FREEDOM / WISE
Worked ExampleHand-crafted

What's the gap between fund returns and investor returns over 25 years?

Scenario

Indian large-cap mutual fund delivering 12% time-weighted CAGR. Compare disciplined investor (continuous SIP) vs typical retail investor (FOMO entries, fear exits) over 25-year horizon.

Inputs

Horizon years
25
Monthly sip INR
15000
Fund time weighted return %
12
Typical investor return gap %
2.5

Calculation

  1. 1.

    Disciplined investor: net CAGR (matches fund returns)

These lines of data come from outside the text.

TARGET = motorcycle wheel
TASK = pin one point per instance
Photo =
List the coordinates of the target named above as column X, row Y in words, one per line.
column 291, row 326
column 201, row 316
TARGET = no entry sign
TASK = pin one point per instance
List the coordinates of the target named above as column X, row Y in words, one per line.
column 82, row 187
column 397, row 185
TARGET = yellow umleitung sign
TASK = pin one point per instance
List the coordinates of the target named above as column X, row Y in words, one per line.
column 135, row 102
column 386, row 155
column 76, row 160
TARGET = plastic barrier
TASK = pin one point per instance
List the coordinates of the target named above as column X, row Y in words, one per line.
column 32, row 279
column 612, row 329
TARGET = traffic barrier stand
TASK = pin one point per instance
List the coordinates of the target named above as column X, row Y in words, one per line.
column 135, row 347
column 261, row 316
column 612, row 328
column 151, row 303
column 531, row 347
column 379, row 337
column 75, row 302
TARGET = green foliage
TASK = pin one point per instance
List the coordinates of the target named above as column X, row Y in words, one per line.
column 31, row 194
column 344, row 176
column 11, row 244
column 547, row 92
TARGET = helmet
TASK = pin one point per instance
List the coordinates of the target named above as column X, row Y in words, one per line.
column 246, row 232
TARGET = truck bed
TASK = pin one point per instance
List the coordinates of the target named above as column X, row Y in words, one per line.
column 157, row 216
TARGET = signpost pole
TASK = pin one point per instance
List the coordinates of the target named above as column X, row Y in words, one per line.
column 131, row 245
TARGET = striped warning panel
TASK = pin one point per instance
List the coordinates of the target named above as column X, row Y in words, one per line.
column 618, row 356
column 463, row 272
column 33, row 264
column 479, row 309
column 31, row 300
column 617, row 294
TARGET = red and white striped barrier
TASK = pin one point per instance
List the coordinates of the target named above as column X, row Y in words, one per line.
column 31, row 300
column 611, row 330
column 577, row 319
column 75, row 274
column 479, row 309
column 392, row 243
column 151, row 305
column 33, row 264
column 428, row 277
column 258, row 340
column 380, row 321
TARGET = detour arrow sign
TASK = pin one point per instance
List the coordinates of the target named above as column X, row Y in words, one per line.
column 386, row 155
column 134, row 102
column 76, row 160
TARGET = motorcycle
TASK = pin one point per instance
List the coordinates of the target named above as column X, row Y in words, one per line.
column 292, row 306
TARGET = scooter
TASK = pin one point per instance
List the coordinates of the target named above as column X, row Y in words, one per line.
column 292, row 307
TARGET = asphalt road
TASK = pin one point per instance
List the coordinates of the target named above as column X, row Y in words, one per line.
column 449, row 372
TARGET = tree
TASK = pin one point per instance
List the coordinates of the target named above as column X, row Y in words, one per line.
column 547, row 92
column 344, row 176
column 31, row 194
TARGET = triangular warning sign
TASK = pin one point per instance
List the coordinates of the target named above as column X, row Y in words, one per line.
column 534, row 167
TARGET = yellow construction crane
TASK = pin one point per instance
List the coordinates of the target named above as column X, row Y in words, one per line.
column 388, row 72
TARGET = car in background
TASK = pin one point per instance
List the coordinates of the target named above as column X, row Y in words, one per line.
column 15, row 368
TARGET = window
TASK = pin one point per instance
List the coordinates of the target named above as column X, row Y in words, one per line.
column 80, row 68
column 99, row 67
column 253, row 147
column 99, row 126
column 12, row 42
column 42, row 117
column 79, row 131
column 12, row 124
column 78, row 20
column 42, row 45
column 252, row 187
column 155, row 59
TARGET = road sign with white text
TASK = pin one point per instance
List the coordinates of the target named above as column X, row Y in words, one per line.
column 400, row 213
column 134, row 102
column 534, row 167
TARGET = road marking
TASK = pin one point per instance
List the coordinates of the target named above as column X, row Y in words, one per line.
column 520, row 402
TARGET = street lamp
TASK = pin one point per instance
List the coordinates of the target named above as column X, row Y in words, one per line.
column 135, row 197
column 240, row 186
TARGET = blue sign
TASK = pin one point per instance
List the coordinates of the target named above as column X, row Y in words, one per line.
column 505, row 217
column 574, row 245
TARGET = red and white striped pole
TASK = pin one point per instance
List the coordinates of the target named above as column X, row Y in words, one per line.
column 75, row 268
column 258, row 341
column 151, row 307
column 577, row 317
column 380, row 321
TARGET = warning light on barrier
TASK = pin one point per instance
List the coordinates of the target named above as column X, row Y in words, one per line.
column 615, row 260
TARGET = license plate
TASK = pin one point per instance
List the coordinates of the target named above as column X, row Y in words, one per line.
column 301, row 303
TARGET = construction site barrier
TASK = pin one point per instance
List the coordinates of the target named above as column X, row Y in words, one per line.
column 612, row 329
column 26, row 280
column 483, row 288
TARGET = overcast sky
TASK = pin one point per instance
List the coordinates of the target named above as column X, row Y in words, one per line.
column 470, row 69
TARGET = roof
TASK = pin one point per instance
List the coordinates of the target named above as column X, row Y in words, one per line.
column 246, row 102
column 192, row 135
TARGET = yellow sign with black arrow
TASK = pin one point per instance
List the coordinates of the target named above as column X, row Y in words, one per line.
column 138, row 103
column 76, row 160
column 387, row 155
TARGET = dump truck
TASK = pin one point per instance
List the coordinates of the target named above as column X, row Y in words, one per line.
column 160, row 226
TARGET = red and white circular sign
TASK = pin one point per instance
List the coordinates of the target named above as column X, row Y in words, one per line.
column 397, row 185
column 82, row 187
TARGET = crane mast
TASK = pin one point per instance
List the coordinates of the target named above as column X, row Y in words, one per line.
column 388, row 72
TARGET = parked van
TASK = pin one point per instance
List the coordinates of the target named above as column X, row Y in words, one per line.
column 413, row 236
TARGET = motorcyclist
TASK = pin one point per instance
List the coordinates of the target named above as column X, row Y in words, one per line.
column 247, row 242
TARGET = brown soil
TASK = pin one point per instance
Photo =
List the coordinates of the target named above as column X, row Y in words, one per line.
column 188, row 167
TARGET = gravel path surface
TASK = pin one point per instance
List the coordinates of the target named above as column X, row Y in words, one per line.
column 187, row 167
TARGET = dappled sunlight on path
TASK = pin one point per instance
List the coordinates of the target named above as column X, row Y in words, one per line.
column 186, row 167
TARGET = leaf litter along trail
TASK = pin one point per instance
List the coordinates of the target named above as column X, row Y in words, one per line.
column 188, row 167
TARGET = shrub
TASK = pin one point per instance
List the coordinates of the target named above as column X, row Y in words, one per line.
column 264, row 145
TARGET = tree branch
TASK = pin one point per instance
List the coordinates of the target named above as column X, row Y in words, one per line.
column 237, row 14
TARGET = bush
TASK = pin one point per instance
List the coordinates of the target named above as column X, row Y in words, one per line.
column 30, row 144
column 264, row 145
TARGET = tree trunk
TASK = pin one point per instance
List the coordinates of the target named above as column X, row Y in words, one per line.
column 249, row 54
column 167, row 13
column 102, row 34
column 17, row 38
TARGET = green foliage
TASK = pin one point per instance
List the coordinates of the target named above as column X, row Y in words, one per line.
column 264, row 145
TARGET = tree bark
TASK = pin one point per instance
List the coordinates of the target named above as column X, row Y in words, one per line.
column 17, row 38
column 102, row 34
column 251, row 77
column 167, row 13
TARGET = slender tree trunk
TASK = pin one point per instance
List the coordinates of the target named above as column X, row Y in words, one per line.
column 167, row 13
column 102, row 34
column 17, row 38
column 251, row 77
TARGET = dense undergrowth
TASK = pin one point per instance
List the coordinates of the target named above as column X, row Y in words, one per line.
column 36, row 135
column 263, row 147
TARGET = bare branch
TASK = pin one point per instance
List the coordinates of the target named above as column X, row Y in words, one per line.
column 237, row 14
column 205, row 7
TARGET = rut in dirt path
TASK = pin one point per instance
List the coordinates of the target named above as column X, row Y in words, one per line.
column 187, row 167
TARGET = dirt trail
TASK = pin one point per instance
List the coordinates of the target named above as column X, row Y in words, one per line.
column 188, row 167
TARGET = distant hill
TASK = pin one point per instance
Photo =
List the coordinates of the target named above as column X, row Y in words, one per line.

    12% time-weighted12% CAGR

  2. 2.

    Disciplined investor: 25-year corpus

    ₹15K × SIP-FV factor at 12%, 25 yrs₹2.83 Cr

  3. 3.

    Typical retail investor: net CAGR (FOMO + fear drag)

    12% − 2.5% behavioural gap9.5% effective CAGR

  4. 4.

    Typical retail investor: 25-year corpus

    ₹15K × SIP-FV factor at 9.5%, 25 yrs₹1.89 Cr

  5. 5.

    Cost of FOMO + fear behaviour

    ₹2.83 Cr − ₹1.89 Cr₹94.00 L

Conclusion

₹94 lakh of avoidable loss over 25 years from FOMO-driven entries and fear-driven exits — even on the same fund delivering the same time-weighted returns. The disciplined investor captures the fund's full return; the typical retail investor captures only ~80% of it.

Tradeoffs

The 2.5% gap is the AVERAGE; some investors capture more, others less. Investors with significant thematic/sectoral fund exposure typically face larger gaps (3-4%). Investors holding broad-index funds and continuing SIPs through drawdowns capture closest to time-weighted returns. The structural answer: own broad indices, automate SIPs, ignore market noise.